Die tollkühnen Schafe in ihrer fliegenden Kiste

Text: Peter Bentley

Illustration: David Roberts

Übersetzung aus dem Englischen: Salah Naoura

Verlag: Knesebeck, 2017

 

Man sollte sich die Freude nicht entgehen lassen, diese mit feinem Humor und lustigen Illustrationen bestückte, rasant und spannend erzählte Bilderbuchgeschichte in Reimen wirklich VORZULESEN!

Am Ort des Geschehens, einer Schafweide inmitten von grasgrünen Hügeln, geht es zunächst ruhig und beschaulich zu. Eine Gruppe von 8 Schafen -jedes von ihnen ein Charakterkopf vom stattlichen Widder bis zum obligatorischen schwarzen Schaf, dem Kleinsten- tut in Seelenruhe das, was sie wahrscheinlich tagtäglich und am liebsten tut: Grasen.

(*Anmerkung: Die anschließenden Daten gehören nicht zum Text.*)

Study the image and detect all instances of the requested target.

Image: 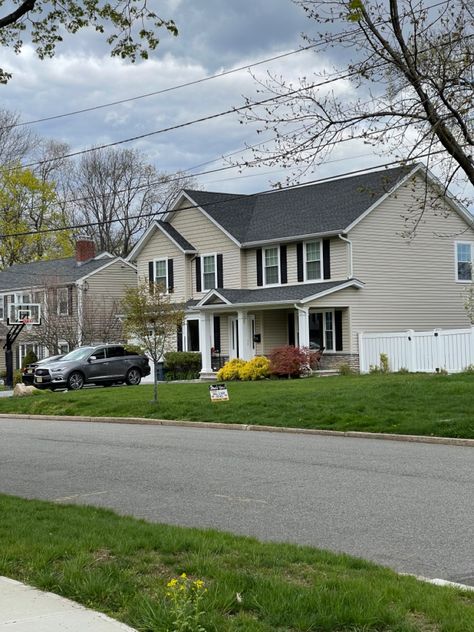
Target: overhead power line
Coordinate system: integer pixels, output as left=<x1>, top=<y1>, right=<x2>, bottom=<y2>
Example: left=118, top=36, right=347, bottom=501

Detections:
left=0, top=155, right=438, bottom=239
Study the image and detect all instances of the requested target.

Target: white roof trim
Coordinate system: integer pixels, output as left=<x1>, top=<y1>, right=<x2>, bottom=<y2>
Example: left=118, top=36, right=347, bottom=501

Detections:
left=191, top=279, right=365, bottom=310
left=300, top=279, right=365, bottom=304
left=242, top=229, right=344, bottom=248
left=127, top=220, right=197, bottom=261
left=194, top=290, right=232, bottom=307
left=74, top=257, right=137, bottom=283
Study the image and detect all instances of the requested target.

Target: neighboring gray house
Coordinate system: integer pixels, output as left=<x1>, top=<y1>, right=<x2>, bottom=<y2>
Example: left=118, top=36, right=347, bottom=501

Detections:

Ein unerwarteter Höllenlärm, verursacht von einem brummenden, fliegenden und wohl nie zuvor gesehenen Etwas, unterbricht die friedliche Idylle und lässt die Schafe namens Lamm-Bert, Olga, Morten, Mabs, Bart, Ben und Babs und den alten Herrn Rammbock zuerst verdutzt aufblicken und dann neugierig dessen Ursache auf den Grund gehen: Ein Wettflug mit allerlei Gästen, Brimborium und Blaskapellenmusik findet auf der Nachbarwiese statt! Erstaunt verfolgen die Schafe das Geschehen und bald entdecken sie etwas abseits des Spektakels ein unbewachtes gelbes Flugzeug. Das wäre doch mal was, einfach so davonzufliegen …

Gedacht, getan, … zumindest ein Probesitzen muss dann schon sein. Doch in der Enge drückt eines der Schafe versehentlich auf den Startknopf. „Alarm! rief ein Herr. Eine Bande Betrüger in weißen Pullovern entführt meinen Flieger!“ – und schon geht sie los, die unverhoffte Weltreise! Alsbald wird in der atemberaubenden Geschwindigkeit eines Actionfilms  zuerst wild in Frankreich getanzt, dann in Spanien ein Stierkampf verfolgt, bevor man in Gizeh beim Picknicken von hungrigen Mumien gestört wird, in Tibet Schneegras kostet, welches sich als Haarpracht eines Yetis entpuppt, in Indien beinahe im Kochtopf landet und in Florida eine Schiffspartie auf einem Krokodilrücken erlebt.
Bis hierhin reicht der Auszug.